Le Conseil d’État a en effet jugé qu’une collectivité locale peut « construire ou acquérir un équipement afin de permettre l’exercice de pratiques à caractère rituel », si deux conditions cumulatives sont respectées : premièrement, l’existence d’un intérêt public local, en l’espèce la salubrité et la santé publiques ; deuxièmement, le fait que le droit d’utiliser ces installations « soit concédé dans des conditions, notamment tarifaires, qui respectent le principe de neutralité à l’égard des cultes et le principe d’égalité et qui excluent toute libéralité et, par suite, toute aide à un culte ».
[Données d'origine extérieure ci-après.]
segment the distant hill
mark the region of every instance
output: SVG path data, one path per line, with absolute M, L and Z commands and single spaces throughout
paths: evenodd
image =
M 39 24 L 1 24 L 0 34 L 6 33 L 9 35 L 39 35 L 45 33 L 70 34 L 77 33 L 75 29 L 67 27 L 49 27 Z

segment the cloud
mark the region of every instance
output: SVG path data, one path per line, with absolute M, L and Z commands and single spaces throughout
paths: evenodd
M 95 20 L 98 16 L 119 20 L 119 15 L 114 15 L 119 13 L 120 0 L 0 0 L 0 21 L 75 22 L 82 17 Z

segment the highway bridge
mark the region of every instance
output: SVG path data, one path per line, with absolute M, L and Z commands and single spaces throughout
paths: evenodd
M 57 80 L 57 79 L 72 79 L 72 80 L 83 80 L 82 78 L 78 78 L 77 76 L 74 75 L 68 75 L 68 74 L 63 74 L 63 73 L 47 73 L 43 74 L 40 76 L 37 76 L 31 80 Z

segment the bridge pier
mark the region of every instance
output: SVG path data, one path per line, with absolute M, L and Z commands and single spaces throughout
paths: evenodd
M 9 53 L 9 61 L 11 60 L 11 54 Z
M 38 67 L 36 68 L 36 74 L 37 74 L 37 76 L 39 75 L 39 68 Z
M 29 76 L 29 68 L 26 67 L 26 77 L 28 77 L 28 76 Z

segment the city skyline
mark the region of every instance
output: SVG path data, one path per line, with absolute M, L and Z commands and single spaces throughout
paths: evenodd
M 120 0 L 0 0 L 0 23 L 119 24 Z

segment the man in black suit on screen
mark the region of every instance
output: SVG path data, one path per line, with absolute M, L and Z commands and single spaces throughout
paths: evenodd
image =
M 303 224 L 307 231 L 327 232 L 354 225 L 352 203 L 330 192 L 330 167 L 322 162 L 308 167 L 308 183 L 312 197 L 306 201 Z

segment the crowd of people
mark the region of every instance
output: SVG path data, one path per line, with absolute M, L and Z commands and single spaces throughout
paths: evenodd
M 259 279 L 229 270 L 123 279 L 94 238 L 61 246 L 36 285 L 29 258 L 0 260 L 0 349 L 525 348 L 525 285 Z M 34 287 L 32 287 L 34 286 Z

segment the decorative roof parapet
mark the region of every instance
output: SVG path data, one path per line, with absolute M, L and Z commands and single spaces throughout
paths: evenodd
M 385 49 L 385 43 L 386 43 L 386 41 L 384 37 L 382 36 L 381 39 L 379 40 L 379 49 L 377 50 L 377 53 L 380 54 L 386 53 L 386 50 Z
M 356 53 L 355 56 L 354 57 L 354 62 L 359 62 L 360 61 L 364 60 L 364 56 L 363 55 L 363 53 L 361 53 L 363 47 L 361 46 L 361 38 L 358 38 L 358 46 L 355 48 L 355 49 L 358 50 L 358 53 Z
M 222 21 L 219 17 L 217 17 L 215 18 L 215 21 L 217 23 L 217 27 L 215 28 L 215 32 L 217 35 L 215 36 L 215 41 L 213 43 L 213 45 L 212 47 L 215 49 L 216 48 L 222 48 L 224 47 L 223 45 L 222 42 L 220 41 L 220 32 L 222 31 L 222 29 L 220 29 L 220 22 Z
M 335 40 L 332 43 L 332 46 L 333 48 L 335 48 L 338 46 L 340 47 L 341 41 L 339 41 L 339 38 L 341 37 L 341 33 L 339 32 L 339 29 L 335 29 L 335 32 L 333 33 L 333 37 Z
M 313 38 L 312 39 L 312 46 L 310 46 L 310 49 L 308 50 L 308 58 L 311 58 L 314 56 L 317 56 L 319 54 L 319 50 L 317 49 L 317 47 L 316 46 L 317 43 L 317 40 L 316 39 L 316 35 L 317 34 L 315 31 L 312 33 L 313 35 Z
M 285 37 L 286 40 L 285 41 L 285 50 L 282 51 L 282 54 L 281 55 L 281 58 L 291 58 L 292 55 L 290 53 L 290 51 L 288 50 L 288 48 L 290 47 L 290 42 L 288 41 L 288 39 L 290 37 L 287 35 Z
L’implication des communes
Les ministères de l’Intérieur et de l’Agriculture indiquent que les communes sont invitées à participer aux « comités de pilotage locaux » organisés par les préfectures. Les communes peuvent s’impliquer dans l’organisation de la fête « au titre du pouvoir de police du maire qui consiste, en particulier, à garantir la salubrité et la tranquillité publiques ». Elles peuvent apporter « un soutien administratif et technique au montage des projets » d’abattoirs temporaires, prêter des locaux ou du matériel, et auront évidemment un rôle à jouer dans le traitement des déchets.